El Gobierno argentino ha oficializado la reestructuración integral del Instituto de Obra Social de las Fuerzas Armadas y de Seguridad (IOSFA), con el fin de separar de manera definitiva la cobertura médica de los militares y las fuerzas federales de la obra social de los policías. Esta decisión, anunciada oficialmente el 6 de febrero de 2026, tiene un alcance significativo, afectando a más de 500 mil beneficiarios que dependen directamente de estos sistemas.
La medida se enmarca en el contexto de una crisis financiera que el sector ha enfrentado históricamente. Según datos del Ministerio de Salud, el IOSFA ha registrado un déficit acumulado de más de 1.200 millones de pesos desde 2021, lo que ha generado una necesidad urgente de reorganización para garantizar la sostenibilidad de los servicios de salud. La separación de las dos entidades autárquicas, una dedicada a los militares y otra a las fuerzas federales, busca mejorar la eficiencia operativa y reducir los riesgos de conflictos en el manejo de recursos.
El anuncio, que se presenta como una respuesta a demandas históricas de ambos sectores, también busca alinear el sistema con las necesidades específicas de cada grupo. Los militares, con una estructura más cerrada y menos flexibilizada, requieren un enfoque diferente a la obra social de los policías, que enfrenta mayores demandas por la complejidad de sus operaciones y la diversidad de sus necesidades médicas. Esta separación es un paso clave en la estrategia del gobierno para optimizar el uso de recursos en el ámbito sanitario público.
La reestructuración incluye la creación de dos nuevas entidades autárquicas: la Entidad Autónoma para la Obra Social de las Fuerzas Armadas y la Entidad Autónoma para la Obra Social de las Fuerzas Federales.

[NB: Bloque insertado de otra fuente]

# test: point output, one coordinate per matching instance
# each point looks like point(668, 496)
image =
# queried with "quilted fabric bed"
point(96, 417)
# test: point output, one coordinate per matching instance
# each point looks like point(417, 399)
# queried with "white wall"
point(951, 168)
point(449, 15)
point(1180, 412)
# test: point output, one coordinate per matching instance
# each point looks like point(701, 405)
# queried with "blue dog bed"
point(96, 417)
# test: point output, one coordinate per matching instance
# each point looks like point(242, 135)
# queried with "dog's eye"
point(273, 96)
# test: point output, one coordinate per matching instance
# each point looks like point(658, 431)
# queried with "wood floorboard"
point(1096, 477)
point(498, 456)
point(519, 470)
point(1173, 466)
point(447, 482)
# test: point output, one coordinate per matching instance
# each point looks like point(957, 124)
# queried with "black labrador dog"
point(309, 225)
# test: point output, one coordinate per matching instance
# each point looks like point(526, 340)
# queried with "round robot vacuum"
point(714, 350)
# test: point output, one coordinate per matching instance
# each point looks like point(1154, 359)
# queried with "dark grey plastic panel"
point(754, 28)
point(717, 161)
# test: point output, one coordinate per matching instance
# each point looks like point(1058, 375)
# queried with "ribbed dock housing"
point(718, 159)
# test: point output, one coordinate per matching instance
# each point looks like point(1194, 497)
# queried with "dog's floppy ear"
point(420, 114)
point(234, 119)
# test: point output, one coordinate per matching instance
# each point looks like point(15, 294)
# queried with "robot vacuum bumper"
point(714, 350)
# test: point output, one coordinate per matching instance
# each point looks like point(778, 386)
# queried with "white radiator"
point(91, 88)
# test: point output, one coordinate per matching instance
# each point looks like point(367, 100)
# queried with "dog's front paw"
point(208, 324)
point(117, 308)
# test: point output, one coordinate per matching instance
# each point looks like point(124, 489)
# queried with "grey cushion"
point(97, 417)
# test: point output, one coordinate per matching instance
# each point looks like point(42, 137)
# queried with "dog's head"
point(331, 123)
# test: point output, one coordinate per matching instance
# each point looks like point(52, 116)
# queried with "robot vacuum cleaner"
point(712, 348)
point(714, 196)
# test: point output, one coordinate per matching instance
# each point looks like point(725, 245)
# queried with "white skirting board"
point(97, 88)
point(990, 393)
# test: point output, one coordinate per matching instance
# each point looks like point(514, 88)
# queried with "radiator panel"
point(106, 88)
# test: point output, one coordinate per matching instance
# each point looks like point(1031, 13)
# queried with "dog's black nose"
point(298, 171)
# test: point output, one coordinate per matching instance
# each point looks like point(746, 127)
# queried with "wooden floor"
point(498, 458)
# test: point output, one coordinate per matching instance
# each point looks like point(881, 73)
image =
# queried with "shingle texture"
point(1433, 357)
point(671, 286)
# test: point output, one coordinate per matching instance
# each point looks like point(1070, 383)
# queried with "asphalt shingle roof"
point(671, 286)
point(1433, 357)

Ambas entidades tendrán autonomía para gestionar sus respectivos sistemas de salud, permitiendo una mayor adaptación a las necesidades específicas de cada grupo. Este cambio, que se previó desde finales de 2025, refleja la voluntad del gobierno de priorizar la transparencia y la responsabilidad en la gestión de recursos públicos.
El proceso de reorganización ha generado debates en el sector salud. Organizaciones como ADEPA han expresado preocupaciones, señalando que la separación podría aumentar la brecha entre las necesidades de los diferentes grupos. Sin embargo, el Ministerio de Salud sostiene que la medida es necesaria para evitar la deslocalización de servicios críticos y garantizar que cada grupo reciba el tipo de atención adecuada.
En cuanto a las implicaciones futuras, el gobierno ha asegurado que el presupuesto asignado a cada entidad será ajustado para mantener la cobertura médica a un costo razonable. Además, se ha prometido realizar un seguimiento constante para evaluar el impacto de la reestructuración en la calidad de los servicios. Este enfoque busca equilibrar las necesidades de eficiencia y equidad en el sistema de salud público.